While Resident Biden is on good terms with the Mexican drug and sex trafficing cartels that control our southern border, the oil cartel just stuck their fingers in Biden’s eyes by cutting oil productions. Riyadh, Saudi Arabia was irritated last week that the Biden administration publicly ruled out new crude purchases to replenish SPR
Cartel removes more than 1 million barrels a day from market
Analysts say the decline in oil inventories will accelerate
Today, crude oil futures are up 6.62% to over $80 per barrel.
Sunday’s surprise OPEC+ production cuts have redefined the outlook for crude prices, bringing $100 a barrel back into the frame.
Prior to the announcement, the cartel’s own numbers suggested the group would need to pump more oil, not less, in the second half. With the International Energy Agency expecting a demand surge later this year, there’s now renewed risk of a fresh inflationary impetus for the global economy.
Under Biden’s Reign of Error, diesel prices are up 64% while the Strategic Petroleum Reserves (SPR) have been drained by -42%.
St. Benedict, help protect us from Biden and The Federal Reserve.
To show you how Yellen/Powell’s Too Low For Too Long (TLFTL) monetary polices coupled with Biden/Pelosi/Schumer’s (add McConnell to this foul-smelling witches’ brew), Powell and The Gang (aka, The Fed) slammed on the monetary brakes. On a year-over-year basis, M2 Money growth has crashed tl -3.13%. The shocking number is The Fed Fund Effective Rate which rose over 5,000% YoY.
Actually, the US has been on a money printing spree since 1995, but it was Covid spending and monetary expansion in 2020 that crushed M2 Money Velocity (GDP/M2).
Here is Supernatural’s Leviathan monster Dick Roman handing an award to sparkless President Joe Biden. But Biden did spark massive inflation that crushed the US middle class and low wage workers.
Well, the University of Michigan consumer sentiment indices are out for March … and they are ugly.
As a baseline, consumer confidence in February 2020 (just before Covid) was 101. After Covid and massive Fed stimulus and Federal government spending spree, consumer confidence in March fell to 62.0, a far cry from 101 under Trump.

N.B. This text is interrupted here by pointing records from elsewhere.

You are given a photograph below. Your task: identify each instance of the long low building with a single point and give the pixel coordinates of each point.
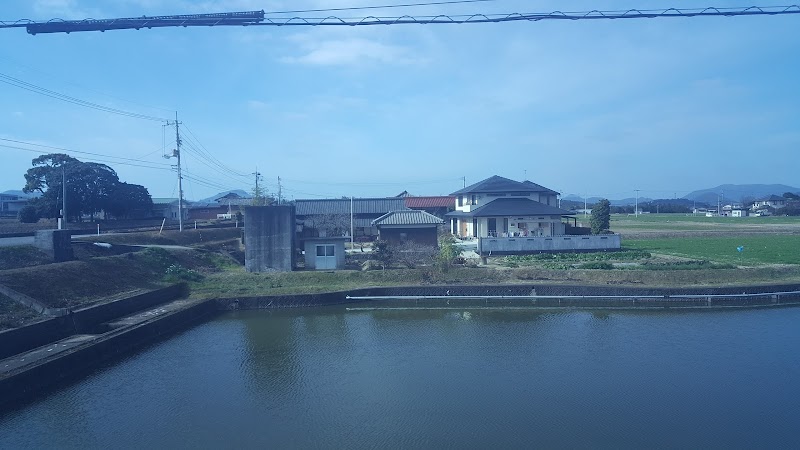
(335, 217)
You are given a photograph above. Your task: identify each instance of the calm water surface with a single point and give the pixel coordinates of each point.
(331, 378)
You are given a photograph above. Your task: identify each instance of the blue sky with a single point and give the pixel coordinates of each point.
(600, 108)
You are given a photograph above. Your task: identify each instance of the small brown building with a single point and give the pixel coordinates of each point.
(398, 227)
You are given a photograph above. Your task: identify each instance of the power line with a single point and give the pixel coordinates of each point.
(78, 85)
(16, 82)
(83, 152)
(91, 159)
(257, 18)
(360, 8)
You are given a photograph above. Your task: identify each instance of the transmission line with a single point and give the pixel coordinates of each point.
(258, 18)
(7, 79)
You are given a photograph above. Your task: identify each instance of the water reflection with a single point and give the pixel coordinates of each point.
(440, 378)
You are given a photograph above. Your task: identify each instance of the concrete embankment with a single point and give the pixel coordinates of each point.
(532, 296)
(80, 353)
(82, 321)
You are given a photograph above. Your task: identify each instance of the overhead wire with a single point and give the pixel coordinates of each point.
(361, 8)
(112, 158)
(16, 82)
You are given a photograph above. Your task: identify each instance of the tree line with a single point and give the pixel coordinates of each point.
(91, 188)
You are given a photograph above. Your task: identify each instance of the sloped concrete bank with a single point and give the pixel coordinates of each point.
(82, 320)
(543, 296)
(29, 380)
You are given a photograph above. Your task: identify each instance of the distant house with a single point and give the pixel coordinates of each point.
(168, 208)
(398, 227)
(10, 204)
(225, 207)
(740, 212)
(436, 205)
(773, 201)
(508, 217)
(500, 207)
(334, 217)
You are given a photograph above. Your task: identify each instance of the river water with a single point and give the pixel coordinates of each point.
(333, 378)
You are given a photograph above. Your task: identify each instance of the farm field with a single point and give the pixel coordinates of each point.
(667, 225)
(756, 249)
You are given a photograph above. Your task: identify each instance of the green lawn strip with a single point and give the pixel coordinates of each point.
(13, 315)
(238, 283)
(757, 249)
(22, 256)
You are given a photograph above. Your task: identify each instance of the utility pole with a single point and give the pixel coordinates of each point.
(279, 190)
(257, 193)
(177, 154)
(352, 241)
(63, 221)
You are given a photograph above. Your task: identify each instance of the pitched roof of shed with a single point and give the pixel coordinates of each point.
(430, 202)
(497, 183)
(409, 217)
(513, 207)
(342, 206)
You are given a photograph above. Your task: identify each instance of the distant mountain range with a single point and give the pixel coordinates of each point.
(729, 193)
(739, 193)
(20, 193)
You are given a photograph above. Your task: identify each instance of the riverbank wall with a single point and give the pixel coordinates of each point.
(83, 320)
(30, 380)
(542, 296)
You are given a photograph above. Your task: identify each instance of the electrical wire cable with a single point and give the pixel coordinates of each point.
(12, 81)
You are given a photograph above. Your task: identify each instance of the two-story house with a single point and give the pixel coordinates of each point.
(500, 207)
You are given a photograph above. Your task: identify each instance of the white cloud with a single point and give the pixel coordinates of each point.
(62, 9)
(352, 51)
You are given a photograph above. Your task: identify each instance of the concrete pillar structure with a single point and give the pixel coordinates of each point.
(269, 238)
(56, 243)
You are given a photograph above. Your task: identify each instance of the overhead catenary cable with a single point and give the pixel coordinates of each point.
(361, 8)
(257, 18)
(7, 79)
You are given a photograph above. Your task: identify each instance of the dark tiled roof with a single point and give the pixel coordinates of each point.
(430, 202)
(342, 206)
(412, 217)
(513, 207)
(500, 184)
(539, 187)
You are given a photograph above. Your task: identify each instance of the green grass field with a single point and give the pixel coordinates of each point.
(758, 249)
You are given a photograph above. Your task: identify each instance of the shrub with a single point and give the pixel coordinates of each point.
(28, 214)
(602, 265)
(176, 272)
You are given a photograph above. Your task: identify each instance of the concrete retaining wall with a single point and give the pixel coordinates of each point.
(499, 246)
(18, 340)
(56, 243)
(32, 379)
(637, 297)
(269, 238)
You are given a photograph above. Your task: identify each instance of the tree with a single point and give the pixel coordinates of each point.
(90, 188)
(129, 200)
(382, 252)
(601, 217)
(28, 214)
(448, 251)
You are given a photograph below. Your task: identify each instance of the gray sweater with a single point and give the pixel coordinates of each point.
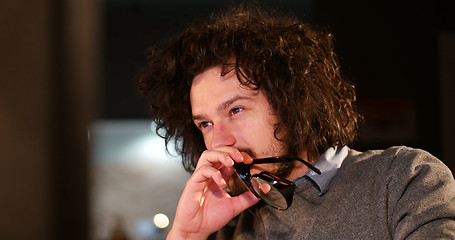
(398, 193)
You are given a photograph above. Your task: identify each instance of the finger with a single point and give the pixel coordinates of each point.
(247, 159)
(222, 156)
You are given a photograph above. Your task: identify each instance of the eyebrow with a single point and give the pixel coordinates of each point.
(222, 106)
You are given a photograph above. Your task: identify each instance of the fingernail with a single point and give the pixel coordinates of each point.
(239, 156)
(229, 160)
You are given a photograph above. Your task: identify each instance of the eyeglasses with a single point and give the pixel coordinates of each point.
(275, 191)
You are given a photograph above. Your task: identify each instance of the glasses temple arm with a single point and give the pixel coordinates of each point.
(287, 159)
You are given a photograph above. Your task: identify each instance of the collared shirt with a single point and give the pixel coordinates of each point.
(329, 163)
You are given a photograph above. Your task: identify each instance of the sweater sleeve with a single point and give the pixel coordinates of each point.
(421, 197)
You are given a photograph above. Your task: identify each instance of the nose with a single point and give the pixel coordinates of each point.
(222, 135)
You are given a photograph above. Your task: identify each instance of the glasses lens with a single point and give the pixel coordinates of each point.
(236, 185)
(269, 193)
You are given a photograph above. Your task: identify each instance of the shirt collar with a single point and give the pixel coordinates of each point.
(329, 163)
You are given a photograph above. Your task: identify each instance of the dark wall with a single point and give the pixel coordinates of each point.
(388, 49)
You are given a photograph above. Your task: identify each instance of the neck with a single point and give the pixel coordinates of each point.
(299, 168)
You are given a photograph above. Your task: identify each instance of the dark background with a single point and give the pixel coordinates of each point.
(389, 49)
(67, 63)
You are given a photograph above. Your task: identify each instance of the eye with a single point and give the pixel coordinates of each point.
(203, 125)
(235, 110)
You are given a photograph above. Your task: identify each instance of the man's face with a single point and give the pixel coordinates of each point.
(230, 114)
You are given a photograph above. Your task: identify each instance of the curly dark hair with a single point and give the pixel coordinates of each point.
(294, 63)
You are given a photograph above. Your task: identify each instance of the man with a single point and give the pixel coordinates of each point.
(256, 85)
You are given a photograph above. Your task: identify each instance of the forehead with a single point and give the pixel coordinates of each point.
(209, 89)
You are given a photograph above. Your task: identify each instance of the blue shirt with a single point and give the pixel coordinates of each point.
(329, 163)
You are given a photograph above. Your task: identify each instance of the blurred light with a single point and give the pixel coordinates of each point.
(161, 220)
(145, 228)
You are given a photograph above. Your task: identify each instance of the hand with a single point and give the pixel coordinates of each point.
(205, 206)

Even worse, the UMich buying conditions for housing hit 142 in February 2020 but has declined to 47 in March 2023.
Why would ANYONE have confidence in the US economy under a complete fool with dementia like “China Joe” Biden??
Inflation is slowing just a little. But my feeling about The Fed (that partly caused the problem in the first place by keeping rates too low for too long (TLTL) under Yellen is all I can do is laugh.
The US Core Deflator (Personal Consumption Expenditure CORE PRICE Index YoY fell only slightly in February to a still-high 4.6% in February despite The Fed jacking up interest rates and slowing M2 Money growth.
I thought Biden and Congress passed the inflation reduction act??